Liberatore, TheatreWorks brilliant resident musical director, has scored the show for piano, cello, violin and oboe. “We had a similar band for ‘Emma,’” Kelley pointed out. “Bill is able to get a wonderful, full sound” with that ensemble.
Gordon said he likes to work on Jane Austen material because she, “in particular, has a modern voice, and she has humanity in her work that really appeals to me. She manages to inject humor in such a profound way — authentic humor, not broad humor — it’s amazing that audiences laugh out loud at her lines from her books, not just at the lines I write. I always thought it was funny, but didn’t realize so many other people laughed at it.”
“Jane Austen remains popular because she's still relevant,” said Kelley. “You feel like you know these people. You feel that deeply in the novel and in this production about the two sisters trying to navigate rules of society ... meanwhile, they fall in love, and see how their world works. It’s remarkable to see the closeness of these two sisters.

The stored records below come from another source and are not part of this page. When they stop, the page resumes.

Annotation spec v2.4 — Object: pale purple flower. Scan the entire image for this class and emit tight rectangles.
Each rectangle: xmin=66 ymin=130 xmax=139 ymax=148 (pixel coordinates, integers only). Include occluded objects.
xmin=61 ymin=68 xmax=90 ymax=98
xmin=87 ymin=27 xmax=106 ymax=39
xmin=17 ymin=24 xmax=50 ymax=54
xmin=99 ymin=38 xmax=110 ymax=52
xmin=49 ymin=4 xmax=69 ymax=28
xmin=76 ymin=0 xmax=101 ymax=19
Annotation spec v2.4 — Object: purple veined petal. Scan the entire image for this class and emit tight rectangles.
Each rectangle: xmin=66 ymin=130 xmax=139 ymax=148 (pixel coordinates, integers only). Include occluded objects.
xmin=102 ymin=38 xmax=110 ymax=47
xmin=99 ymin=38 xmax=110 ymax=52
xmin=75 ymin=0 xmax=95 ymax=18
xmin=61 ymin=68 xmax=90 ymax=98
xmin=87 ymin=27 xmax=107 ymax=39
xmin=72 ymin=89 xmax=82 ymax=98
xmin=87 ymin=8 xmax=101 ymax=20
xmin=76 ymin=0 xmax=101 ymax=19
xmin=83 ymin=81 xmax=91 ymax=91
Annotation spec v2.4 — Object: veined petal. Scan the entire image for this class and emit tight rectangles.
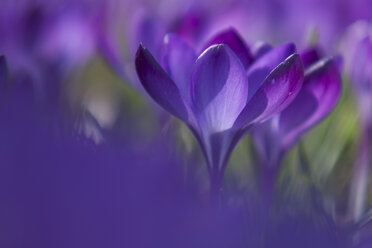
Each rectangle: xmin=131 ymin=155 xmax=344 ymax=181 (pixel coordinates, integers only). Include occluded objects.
xmin=204 ymin=28 xmax=253 ymax=69
xmin=191 ymin=44 xmax=248 ymax=133
xmin=0 ymin=56 xmax=8 ymax=88
xmin=135 ymin=44 xmax=189 ymax=121
xmin=248 ymin=43 xmax=296 ymax=101
xmin=162 ymin=34 xmax=197 ymax=103
xmin=279 ymin=58 xmax=341 ymax=148
xmin=235 ymin=54 xmax=304 ymax=128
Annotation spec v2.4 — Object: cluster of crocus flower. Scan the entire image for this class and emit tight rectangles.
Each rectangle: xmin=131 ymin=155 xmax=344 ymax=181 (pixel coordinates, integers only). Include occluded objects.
xmin=136 ymin=29 xmax=341 ymax=201
xmin=0 ymin=0 xmax=372 ymax=248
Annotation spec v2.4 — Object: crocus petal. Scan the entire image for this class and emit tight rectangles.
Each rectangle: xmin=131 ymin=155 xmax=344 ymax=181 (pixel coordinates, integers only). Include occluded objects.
xmin=248 ymin=43 xmax=296 ymax=100
xmin=279 ymin=56 xmax=341 ymax=149
xmin=191 ymin=44 xmax=248 ymax=133
xmin=235 ymin=54 xmax=304 ymax=128
xmin=0 ymin=56 xmax=8 ymax=89
xmin=204 ymin=28 xmax=253 ymax=68
xmin=135 ymin=44 xmax=189 ymax=121
xmin=300 ymin=47 xmax=324 ymax=69
xmin=253 ymin=41 xmax=273 ymax=59
xmin=162 ymin=34 xmax=197 ymax=103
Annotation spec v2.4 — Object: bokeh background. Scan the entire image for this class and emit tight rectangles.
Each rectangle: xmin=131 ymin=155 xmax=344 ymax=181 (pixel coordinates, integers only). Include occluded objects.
xmin=0 ymin=0 xmax=372 ymax=248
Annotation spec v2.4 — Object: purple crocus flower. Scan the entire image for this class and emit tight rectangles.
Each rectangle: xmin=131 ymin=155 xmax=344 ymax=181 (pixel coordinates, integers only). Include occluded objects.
xmin=135 ymin=29 xmax=303 ymax=199
xmin=342 ymin=21 xmax=372 ymax=221
xmin=253 ymin=47 xmax=341 ymax=202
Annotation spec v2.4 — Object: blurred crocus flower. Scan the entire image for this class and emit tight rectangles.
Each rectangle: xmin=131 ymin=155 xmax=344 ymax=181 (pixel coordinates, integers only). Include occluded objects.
xmin=135 ymin=29 xmax=303 ymax=198
xmin=341 ymin=21 xmax=372 ymax=221
xmin=253 ymin=47 xmax=341 ymax=201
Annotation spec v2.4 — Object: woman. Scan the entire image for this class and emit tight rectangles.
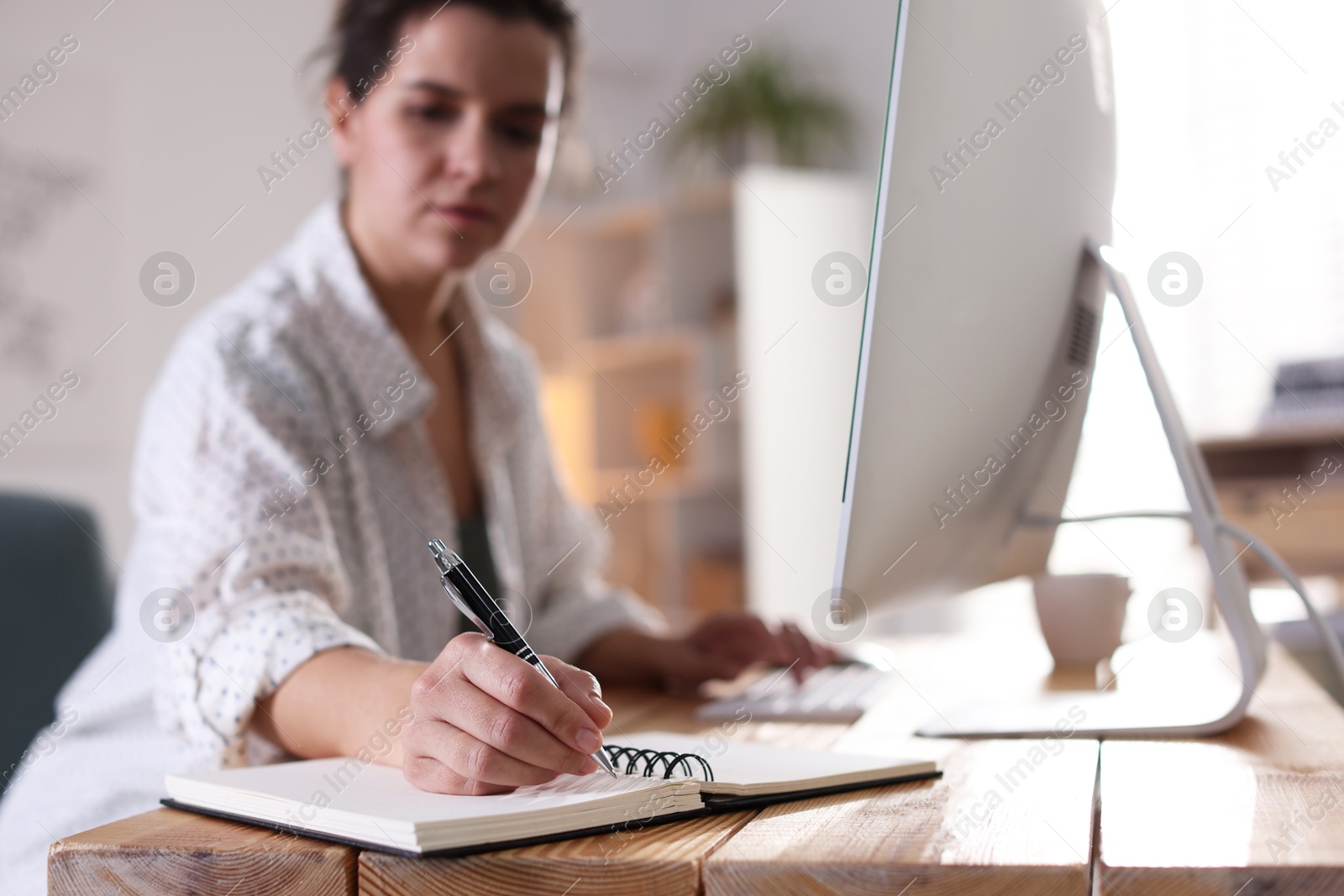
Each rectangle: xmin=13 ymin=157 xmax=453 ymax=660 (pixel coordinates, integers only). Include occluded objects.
xmin=0 ymin=0 xmax=831 ymax=893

“I think that's what makes the show tick. ‘Emma’ was a comedy, ‘Pride and Prejudice’ was the ultimate romantic comedy. ‘Sense and Sensibility’ is more like a romantic drama. It allows the show and Paul to get inside the minds of his characters, to hear their thoughts, to share their emotions, to see how they are different.
“This story really shows the humanity in every character. We recognize people we know, and some aspect of ourselves. And there is plenty of comedy in the show.
“This production, Kelley said, “is a very special event for us, for Paul and me. We get to indulge our romantic side. This is a show that allows us to look at the joy of life and love.”
“Sense and Sensibility” is mainly the story of two sisters, Elinor and Marianne. Elinor, who is older, is sensible and reserved; Marianne, a few years younger, is driven more by emotions and romance. They, and their youngest sister, Margaret, are uprooted from their home through familial politics and machinations, and the two elder sisters, especially, must navigate a world of shifty men and tricky romances.
There is much for Gordon and Kelley to play with.
Elinor in this cast is played by Sharon Rietkerk, a veteran of many TheatreWorks shows, and the only person who has been in all three of the show’s productions, in Chicago, San Diego, and here in Palo Alto.
Broadway veteran Antoinette Comer is Marianne. This is her debut at TheatreWorks.
Nick Nakashima, Melissa WolfKlain, and Noel Anthony are among local favorites who are part of the large cast.The sets, costumes and lighting are fabulous, thanks to scenic designer Joe Ragey, costume designer Fumiko Bielefeldt, and lighting designer Steven B. Mannshardt.
Kelley’s next show is “Ragtime,” a musical with music by Stephen Flaherty, lyrics by Lynn Ahrens, and book by Terrence McNally, based on the brilliant 1975 novel by E.L. Doctorow. It is sometimes presented with huge casts and enormous scenery, but Kelley suggested he is preparing something like a “chamber” show.
Among the more than 20 projects Gordon is working on is "The Gospel According to Heather," which is about “a 17-year-old high school girl who wants a boyfriend. but realizes she may be the second coming. ... it’s very light hearted.”
Gordon said he’s pretty much finished with the writing, and is working with Broadway producer and director Rachel Kline, to get it on stage. Maybe in a year or so.